Majid's Research: July 2014

As I've discovered, Hadoop is not easy to setup let alone compile properly. For some reason the Apache Hadoop distribution doesn't include native libraries for 64-bit Linux. Furthermore, the included 32-bit native library does not include the Snappy compression algorithm. If Hadoop does not find these libraries in native form, it falls back to, I guess, slow or slower java implementations.

So, being the execution speed demon that I am, I went ahead and compiled Hadoop 2.4.1 from source on 64-bit Linux. It was a rough ride!

I generally followed this guide but preferring to download and compile Snappy from source, and yum installing java-1.7.0-openjdk-devel(1). I Used RHEL7 64-bit(2).

After getting the prerequisites, the magic command to compile is:

mvn clean install -Pdist,native,src -DskipTests -Dtar -Dmaven.javadoc.skip=true -Drequire.snappy -Dcompile.native=true (3)

You'll find the binaries in <your hadoop src>/hadoop-dist/target. I checked access to native libraries by issuing hadoop checknative after exporting the appropriate environment variables (such as in .bashrc. Refer to a Hadoop setup guide).

Non-obvious solutions to difficulties:
(1). yum install java-1.7.0-openjdk won't do! yea openjD(evelopment)k-devel makes sense!
(2). Gave up with Ubuntu
(3). -Dcompile.native=true was responsible for including the native calls to snappy in libhadoop.so. I did not see this in any guide on building Hadoop! Also, my compile process ran out of memory making javadocs, so I skipped it with -Dmaven.javadoc.skip=true

On a personal note, I really got frustrated with trying different things out but I had a sense of satisfaction in the end. It took me 4 days to figure out the issues and I know a thing or two about Linux!
xkcd

One-sentence summary for the window shoppers: The mathematically-trained need to implement sophistication in their code to improve their programming skill (level).

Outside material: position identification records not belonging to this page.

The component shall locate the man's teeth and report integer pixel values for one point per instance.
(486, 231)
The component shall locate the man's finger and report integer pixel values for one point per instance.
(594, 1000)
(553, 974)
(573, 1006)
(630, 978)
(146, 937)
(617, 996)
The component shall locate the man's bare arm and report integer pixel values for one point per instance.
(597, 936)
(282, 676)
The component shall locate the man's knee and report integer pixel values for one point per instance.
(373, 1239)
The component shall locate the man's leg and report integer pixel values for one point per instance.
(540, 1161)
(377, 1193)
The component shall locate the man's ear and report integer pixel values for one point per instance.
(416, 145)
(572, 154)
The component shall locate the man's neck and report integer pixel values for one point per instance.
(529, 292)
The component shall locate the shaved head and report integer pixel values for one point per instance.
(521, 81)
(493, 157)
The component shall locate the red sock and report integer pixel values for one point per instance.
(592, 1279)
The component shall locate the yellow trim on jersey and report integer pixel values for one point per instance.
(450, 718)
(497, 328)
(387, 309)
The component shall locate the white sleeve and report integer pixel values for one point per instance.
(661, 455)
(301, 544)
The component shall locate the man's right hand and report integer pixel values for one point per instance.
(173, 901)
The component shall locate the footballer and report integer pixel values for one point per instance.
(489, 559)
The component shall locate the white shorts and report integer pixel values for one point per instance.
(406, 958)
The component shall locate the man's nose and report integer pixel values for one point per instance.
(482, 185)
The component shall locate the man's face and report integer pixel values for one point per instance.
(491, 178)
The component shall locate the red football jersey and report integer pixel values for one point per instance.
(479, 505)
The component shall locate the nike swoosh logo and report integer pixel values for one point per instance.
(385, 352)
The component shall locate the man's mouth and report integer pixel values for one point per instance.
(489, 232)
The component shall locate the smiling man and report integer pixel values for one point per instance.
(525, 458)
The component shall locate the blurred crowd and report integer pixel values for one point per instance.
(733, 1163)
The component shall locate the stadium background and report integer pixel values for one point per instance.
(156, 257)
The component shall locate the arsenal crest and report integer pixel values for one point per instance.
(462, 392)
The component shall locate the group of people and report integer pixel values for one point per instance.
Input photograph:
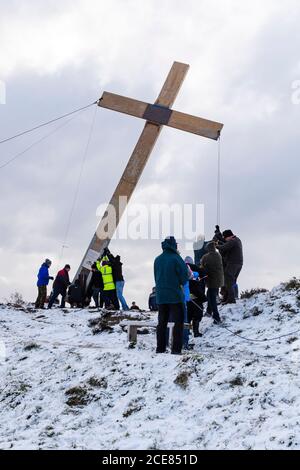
(105, 287)
(183, 287)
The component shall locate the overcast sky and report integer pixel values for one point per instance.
(56, 56)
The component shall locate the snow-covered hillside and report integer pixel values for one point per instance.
(61, 386)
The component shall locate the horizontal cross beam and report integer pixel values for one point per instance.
(161, 115)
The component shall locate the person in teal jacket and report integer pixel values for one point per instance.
(171, 274)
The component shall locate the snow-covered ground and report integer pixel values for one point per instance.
(63, 387)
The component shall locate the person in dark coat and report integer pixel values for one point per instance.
(75, 295)
(232, 253)
(118, 277)
(197, 298)
(212, 263)
(152, 301)
(42, 283)
(60, 286)
(171, 274)
(199, 249)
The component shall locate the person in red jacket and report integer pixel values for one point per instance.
(60, 286)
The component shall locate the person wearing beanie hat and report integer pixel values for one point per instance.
(42, 283)
(212, 263)
(171, 274)
(232, 254)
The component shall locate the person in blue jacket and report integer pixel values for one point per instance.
(171, 274)
(43, 281)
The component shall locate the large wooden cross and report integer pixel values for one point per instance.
(156, 115)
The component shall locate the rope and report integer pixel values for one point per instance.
(46, 123)
(35, 143)
(219, 184)
(78, 186)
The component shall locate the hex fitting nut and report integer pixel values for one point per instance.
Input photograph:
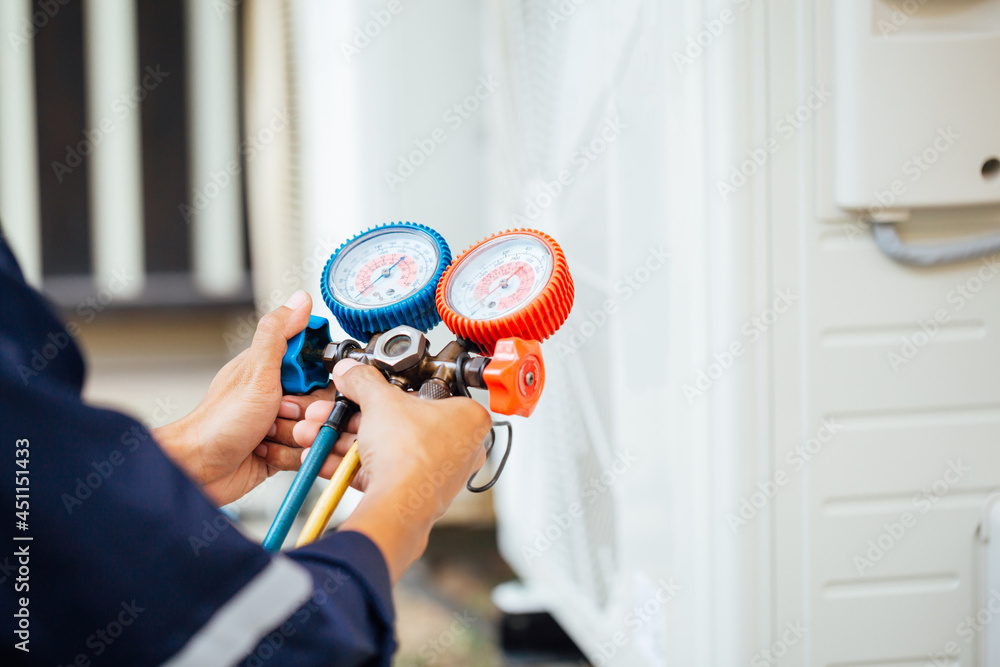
(399, 349)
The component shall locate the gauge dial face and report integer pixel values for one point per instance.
(499, 277)
(383, 267)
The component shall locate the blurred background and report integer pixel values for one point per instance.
(749, 395)
(171, 170)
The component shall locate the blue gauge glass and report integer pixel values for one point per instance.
(386, 277)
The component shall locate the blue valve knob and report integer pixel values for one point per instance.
(302, 366)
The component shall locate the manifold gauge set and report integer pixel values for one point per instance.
(390, 285)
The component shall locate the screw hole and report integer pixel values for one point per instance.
(991, 169)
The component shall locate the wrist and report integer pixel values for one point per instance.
(400, 533)
(177, 439)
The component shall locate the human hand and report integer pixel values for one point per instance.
(241, 431)
(416, 456)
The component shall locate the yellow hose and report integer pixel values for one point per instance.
(332, 494)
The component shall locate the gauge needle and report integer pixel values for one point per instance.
(501, 284)
(383, 274)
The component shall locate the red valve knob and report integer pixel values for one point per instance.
(515, 376)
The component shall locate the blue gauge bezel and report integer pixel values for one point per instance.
(417, 310)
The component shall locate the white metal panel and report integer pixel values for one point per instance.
(18, 150)
(215, 165)
(111, 45)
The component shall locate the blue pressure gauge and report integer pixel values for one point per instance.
(386, 277)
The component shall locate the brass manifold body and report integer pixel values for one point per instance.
(402, 355)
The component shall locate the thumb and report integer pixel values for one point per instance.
(274, 329)
(361, 383)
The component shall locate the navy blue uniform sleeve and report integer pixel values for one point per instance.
(120, 559)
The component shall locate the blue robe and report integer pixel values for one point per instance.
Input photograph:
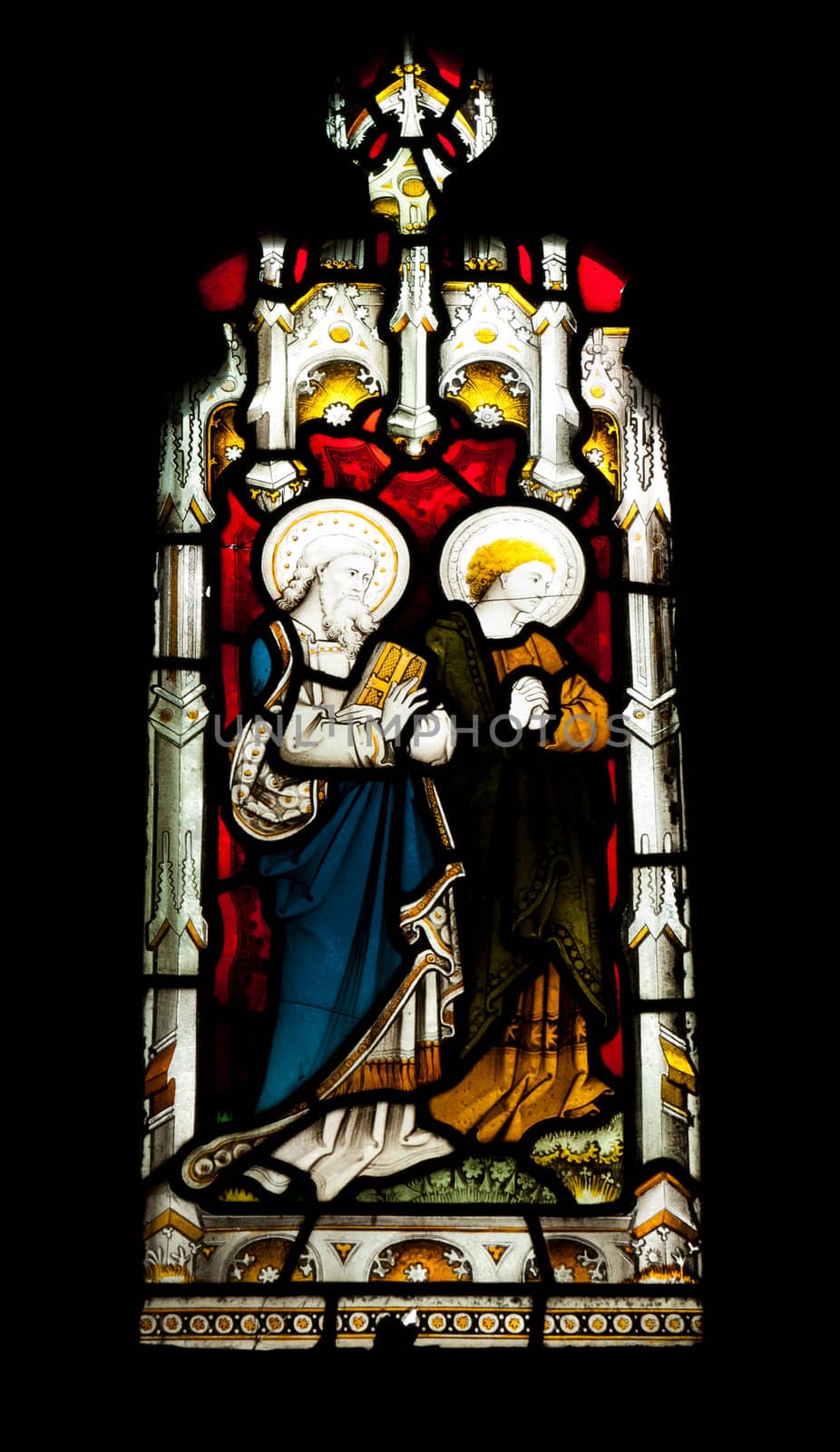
(338, 888)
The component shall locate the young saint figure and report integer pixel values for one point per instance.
(530, 808)
(356, 858)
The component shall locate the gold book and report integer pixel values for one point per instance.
(389, 665)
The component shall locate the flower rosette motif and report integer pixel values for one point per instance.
(488, 416)
(337, 414)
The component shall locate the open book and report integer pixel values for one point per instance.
(389, 665)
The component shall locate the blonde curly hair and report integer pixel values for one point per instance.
(496, 559)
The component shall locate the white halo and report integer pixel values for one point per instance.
(351, 520)
(510, 522)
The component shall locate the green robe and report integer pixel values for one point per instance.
(532, 827)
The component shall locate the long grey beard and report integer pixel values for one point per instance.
(350, 624)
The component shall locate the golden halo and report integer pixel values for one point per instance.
(353, 522)
(510, 522)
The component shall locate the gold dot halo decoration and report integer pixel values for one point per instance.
(344, 522)
(510, 522)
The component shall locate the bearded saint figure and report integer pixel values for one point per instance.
(532, 812)
(356, 860)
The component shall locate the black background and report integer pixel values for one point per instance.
(610, 134)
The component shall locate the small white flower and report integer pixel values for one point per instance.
(488, 416)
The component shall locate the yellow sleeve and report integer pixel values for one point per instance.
(583, 722)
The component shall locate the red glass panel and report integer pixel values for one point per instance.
(483, 464)
(382, 249)
(224, 287)
(231, 853)
(424, 500)
(239, 604)
(448, 65)
(612, 1052)
(246, 950)
(601, 280)
(601, 551)
(230, 660)
(592, 636)
(347, 464)
(525, 265)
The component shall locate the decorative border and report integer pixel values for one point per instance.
(437, 1323)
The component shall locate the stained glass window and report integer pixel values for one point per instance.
(420, 1013)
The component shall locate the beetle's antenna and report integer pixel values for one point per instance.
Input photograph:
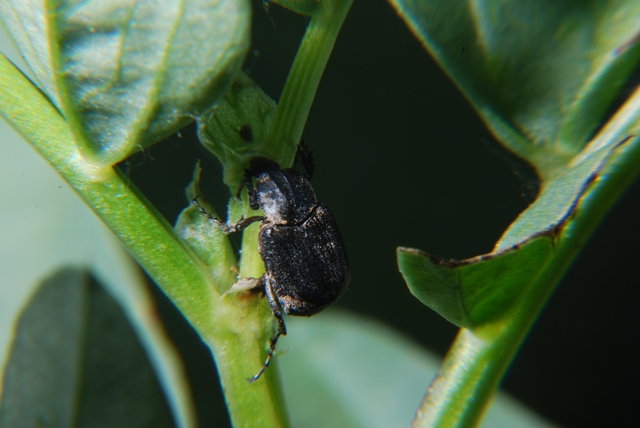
(305, 156)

Huge fraction of attendees at #pydata code for a living but not have CS degrees.
— Matt Davis (@jiffyclub) May 4, 2014

Computer science people this post is not for you. Mathematical people that haven't developed programming skill, this post is for you. I'm aiming this post at people who want to get involved in some kind of mathematical computing: scientific computing, statistical computing, or data science where a crucial skill of the job is programming.

I was spurred to write this post by this tweet from Matt Davis backed by personal experience. I don't have formal training in computer science as many software engineering professionals do. Yet, I managed to be at least be functional in programming and conversant with software engineering practice. So I'd like to share my story in the hope that it can benefit others.

When I first started programming, all I cared about was the results that would come out of some mathematical formulation that I wanted to implement (and that's how I was assessed as well). These exercises have pretty much always followed the workflow diagrammed below:

problem/question -> math -> code -> execute -> output -> analyze -> communicate results (feedback loops not shown)

You could get by implementing this workflow by writing quick and dirty code. While writing dirty code maybe appropriate for one-time tasks, you are actually not realizing your full potential if you keep doing this.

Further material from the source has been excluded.